La exploración del nacimiento y percepción de una sexualidad que huye de tabúes e incluso puede llegar a ser percibida como una afección —si bien Geisha, como le gusta ser llamada a uno de sus personajes principales, ironiza con el hecho de ser diagnosticada con constancia—, motivo por el cual, de hecho, las protagonistas del film ingresarán en una suerte de centro en forma de casa de campo en el que pasar 26 días y compartir sus experiencias, otorga a Denis Côté los incentivos necesarios para abordar un tema complejo, espinoso e incluso por momentos incómodo.
Dicha incomodidad, no obstante, mana tanto de las propias disyuntivas que podría arrojar el tema en sí, como del cine de un autor que se muestra inconformista, y que es capaz de armar secuencias tan reveladoras como extenuantes, desde las que sus protagonistas nos abrirán las puertas a situaciones las veces traumáticas que componen un universo quebradizo y cruel, tan voluble que es imposible no encontrar su reflejo en las distintas exposiciones —a través de una planificación abrumadora y penetrante que el canadiense concibe como si de un proceso, más que la revelación de unos hechos concretos, se tratara, sometiendo a sus personajes a una radiografía tan dilatada como dolorosa— que se irán dando cita mediante los relatos de esas tres muchachas. Ellas son Geisha, atrevida, desafiante y de gesto irreverente; Léonie, indecisa, de mirada apocada y expresión moldeada por sus cicatrices; y Eugénie, la más intensa y quizá impetuosa de las tres. En torno a sus testimonios, el realizador de obras como Antología de un pueblo fantasma traza un lienzo que en ocasiones se muestra de lo más enfermizo y extraño, aunque siempre encuentra el modo de atenuar esos instantes, de ir moldeando un periplo que llega a ser abrasivo, tanto por la naturaleza del propio relato en sí como por las formas de un cineasta que no deviene mero espectador. Ello se percibe a la perfección en la escena de apertura de Un été comme ça, donde Côté incide en una concatenación de planos ciertamente estridentes que supuran una rara aspereza; al fin y al cabo, en dicha escena el canadiense no hace más que introducirnos en la situación y, a lo sumo, dar un par de pinceladas a alguno de sus personajes, pero todo ello lanzando una advertencia de que el camino no será placentero, sino más bien al contrario.

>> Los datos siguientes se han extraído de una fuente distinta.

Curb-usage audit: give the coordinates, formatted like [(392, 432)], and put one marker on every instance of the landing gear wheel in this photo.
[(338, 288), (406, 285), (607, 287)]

Lejos del dispositivo aplicado, Un été comme ça logra que esas miradas resulten transparentes, y que la presencia de cuerpos desnudos en situaciones incluso cotidianas no se sienta para nada banalizada; de hecho, en ocasiones capta esa angustia vital que encierran algunos de sus personajes, otorgando capas a un film que se revela a través de su dialéctica, pero que también sabe trazar episodios que van más allá de las experiencias pasadas de sus protagonistas.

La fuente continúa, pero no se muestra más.